Section 2 in the report is titled “Youth Marijuana Use.” The data refers to “current use,” that is within the past 30 days. Here are some of the high points:

In 2014, 16 children under 12 were admitted to Colorado Children’s Hospital for consuming marijuana, compared with two in 2009, when medical marijuana was introduced.

Exposures of young children, 0 to 5, tripled in 2013-2014, over the pre-commercialization period.

Colorado now ranks third in the nation for marijuana use among kids 12 to 17, compared to 14th in 2006. 11.16 percent of kids 12 to 17 had used marijuana in the 30 days before reporting.

Between school year 2008-2009, when medical marijuana became available, and 2013/2014, there was a 40% increase in drug-related suspensions and expulsions from school.

Since 2011-2012, the incidence of referrals to law enforcement by schools for drug violations has continuously risen, spiking to almost 40 percent of all referrals in 2013-2014, while alcohol violations have steadily declined.

In the summer of 2015, RMHIDTA interviewed 95 school resource officers (SROs—police officers detailed to schools) and 188 Colorado school counselors. Ninety percent of the SROs reported an increase in marijuana activity among students on school grounds, including bringing edibles to school, sharing or selling marijuana to other students, being stoned or possessing marijuana during school hours.

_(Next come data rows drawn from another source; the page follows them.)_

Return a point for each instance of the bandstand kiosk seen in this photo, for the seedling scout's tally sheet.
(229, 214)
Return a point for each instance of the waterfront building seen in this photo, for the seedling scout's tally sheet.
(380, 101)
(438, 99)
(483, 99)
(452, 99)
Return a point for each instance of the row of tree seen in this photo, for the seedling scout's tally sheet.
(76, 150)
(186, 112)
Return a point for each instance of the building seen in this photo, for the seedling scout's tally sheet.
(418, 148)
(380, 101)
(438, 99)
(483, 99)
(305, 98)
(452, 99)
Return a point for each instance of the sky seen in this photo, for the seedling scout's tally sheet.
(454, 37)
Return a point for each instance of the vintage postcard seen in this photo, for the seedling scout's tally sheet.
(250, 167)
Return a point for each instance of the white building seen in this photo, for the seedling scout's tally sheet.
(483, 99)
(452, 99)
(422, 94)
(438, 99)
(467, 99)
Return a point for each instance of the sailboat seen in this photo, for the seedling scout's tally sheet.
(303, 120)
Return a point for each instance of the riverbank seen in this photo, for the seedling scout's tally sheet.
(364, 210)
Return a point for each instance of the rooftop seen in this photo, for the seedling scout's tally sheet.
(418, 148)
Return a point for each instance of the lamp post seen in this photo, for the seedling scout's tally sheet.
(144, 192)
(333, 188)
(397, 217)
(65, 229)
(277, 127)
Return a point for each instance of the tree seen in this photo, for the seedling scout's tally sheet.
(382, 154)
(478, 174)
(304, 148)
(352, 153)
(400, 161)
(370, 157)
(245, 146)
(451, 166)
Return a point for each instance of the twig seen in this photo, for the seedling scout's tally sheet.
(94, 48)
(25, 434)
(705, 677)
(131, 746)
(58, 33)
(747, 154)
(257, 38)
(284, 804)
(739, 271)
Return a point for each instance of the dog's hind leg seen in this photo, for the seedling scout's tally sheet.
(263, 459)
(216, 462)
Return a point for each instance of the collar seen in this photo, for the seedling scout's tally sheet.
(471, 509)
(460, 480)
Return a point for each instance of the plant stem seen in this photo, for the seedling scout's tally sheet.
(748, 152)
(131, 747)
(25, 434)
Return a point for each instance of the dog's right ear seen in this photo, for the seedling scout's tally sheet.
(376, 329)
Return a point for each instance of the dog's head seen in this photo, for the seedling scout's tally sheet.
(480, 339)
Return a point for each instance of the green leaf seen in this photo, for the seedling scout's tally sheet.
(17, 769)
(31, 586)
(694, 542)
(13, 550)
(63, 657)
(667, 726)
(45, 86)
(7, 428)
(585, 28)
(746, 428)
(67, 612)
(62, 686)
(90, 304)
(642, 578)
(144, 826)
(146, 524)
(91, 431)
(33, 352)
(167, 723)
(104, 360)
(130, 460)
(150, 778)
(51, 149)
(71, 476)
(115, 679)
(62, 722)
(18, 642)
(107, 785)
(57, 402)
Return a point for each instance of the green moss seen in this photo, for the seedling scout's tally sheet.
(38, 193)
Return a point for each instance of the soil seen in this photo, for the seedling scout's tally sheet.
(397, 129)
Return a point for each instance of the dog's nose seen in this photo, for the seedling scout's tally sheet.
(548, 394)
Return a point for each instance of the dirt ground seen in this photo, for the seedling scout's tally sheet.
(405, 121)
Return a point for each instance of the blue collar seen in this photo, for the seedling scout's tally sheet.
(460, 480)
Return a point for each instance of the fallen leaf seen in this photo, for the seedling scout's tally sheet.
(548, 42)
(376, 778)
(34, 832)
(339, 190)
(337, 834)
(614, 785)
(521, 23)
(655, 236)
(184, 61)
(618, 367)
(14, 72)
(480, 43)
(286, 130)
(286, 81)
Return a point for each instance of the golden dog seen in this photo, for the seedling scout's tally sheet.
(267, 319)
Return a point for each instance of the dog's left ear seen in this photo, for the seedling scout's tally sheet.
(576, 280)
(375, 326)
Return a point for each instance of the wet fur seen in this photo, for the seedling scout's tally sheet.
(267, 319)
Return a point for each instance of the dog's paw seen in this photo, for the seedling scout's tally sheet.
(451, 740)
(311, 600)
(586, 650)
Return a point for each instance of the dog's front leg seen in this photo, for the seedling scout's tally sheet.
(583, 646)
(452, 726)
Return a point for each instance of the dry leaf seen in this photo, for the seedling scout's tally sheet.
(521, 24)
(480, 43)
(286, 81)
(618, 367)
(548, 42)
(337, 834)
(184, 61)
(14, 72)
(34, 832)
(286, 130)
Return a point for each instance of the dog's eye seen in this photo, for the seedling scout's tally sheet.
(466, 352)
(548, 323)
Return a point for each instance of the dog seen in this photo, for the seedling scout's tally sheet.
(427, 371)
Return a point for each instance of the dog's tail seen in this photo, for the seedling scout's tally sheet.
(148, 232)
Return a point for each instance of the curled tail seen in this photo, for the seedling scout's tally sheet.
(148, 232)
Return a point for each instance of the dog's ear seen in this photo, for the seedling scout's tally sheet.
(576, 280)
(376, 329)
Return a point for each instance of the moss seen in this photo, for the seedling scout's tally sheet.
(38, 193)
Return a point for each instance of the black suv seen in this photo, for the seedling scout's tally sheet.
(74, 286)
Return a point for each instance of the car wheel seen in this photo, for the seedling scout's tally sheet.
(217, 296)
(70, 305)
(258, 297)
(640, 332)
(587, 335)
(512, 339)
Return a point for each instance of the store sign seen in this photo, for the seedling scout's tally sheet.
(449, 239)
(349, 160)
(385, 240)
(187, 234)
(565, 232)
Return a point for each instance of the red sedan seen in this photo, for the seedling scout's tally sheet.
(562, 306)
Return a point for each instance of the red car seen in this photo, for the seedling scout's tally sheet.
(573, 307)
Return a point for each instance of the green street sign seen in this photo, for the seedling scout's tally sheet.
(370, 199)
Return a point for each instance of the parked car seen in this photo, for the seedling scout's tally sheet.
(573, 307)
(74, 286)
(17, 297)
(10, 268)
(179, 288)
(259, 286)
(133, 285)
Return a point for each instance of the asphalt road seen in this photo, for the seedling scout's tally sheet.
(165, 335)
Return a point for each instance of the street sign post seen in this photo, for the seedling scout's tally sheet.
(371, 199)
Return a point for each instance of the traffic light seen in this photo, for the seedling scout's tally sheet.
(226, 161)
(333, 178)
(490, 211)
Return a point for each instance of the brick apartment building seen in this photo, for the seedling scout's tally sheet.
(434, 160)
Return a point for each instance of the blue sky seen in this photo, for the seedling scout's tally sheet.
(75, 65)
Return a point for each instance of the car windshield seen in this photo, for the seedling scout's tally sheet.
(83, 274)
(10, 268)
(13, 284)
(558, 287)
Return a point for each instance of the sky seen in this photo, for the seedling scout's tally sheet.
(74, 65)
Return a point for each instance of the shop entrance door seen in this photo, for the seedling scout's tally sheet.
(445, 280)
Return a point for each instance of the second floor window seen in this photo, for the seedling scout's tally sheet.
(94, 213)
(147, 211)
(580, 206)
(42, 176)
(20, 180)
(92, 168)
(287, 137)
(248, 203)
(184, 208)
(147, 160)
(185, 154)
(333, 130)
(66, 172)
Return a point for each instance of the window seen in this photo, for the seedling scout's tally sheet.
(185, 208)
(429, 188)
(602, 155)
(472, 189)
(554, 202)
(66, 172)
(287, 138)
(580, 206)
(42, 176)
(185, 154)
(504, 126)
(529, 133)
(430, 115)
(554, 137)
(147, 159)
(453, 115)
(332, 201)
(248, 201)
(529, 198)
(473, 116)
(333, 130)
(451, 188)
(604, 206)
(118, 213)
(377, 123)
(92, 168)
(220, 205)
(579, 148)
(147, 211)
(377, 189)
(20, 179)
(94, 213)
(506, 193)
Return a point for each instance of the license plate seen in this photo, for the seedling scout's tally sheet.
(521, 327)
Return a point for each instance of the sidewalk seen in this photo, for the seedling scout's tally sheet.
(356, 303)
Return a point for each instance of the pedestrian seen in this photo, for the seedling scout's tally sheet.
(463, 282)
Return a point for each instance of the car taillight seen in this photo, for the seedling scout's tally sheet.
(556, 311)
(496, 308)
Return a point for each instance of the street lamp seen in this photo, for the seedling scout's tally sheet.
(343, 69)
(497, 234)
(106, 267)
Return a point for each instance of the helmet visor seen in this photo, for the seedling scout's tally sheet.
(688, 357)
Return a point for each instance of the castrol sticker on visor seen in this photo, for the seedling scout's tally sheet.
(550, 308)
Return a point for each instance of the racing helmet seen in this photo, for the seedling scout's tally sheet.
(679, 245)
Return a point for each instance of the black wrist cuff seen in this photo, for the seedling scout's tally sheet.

When asked where the students were getting the drug, SROs reported that about one-third get it from their friends or parents, followed by buying it on the black market, and to a lesser extent buying it at retail outlets or from medical marijuana users.

SROs reported sixth-graders toking before class and boys using marijuana as a dating tool; one 18-year-old had been given a marijuana card for her birthday by her parents. Several students became combative in class when they were searched.

School counselors reported similar observations. Students arrive in the morning or come back from lunch openly stoned. The counselors report that the attitude among students is that it’s fine because it’s legal, and it’s “not a drug, it’s just a plant.” In the words of one respondent, a school superintendent, “I didn’t think [legalization] would affect things any more than alcohol does, but we’ve been impacted more than we thought. Because of the fact that [marijuana] is now legal, it’s viewed differently by kids. . . . It’s the availability and overall mindset that leads to problems.”

The RMHIDTA report on student marijuana use includes a definitive study by Dr. Muiris Houston in Lancet Psychiatry that finds that daily users of marijuana under age 17 are 60 percent more likely to drop out of high school or quit college without getting a degree, that the same demographic is seven times more likely to commit suicide, and eight times more likely to move on to other drugs later on. A number of other sources are quoted in the report for easy reference by those concerned about the health effects on young people.

Finally, the report quotes an article in Clinical Pediatrics (June 10, 2015), which found that young children under the age of six are increasingly exposed to marijuana nationwide, and that these children in states where marijuana is legal “face significantly elevated risks of exposure and poisoning.”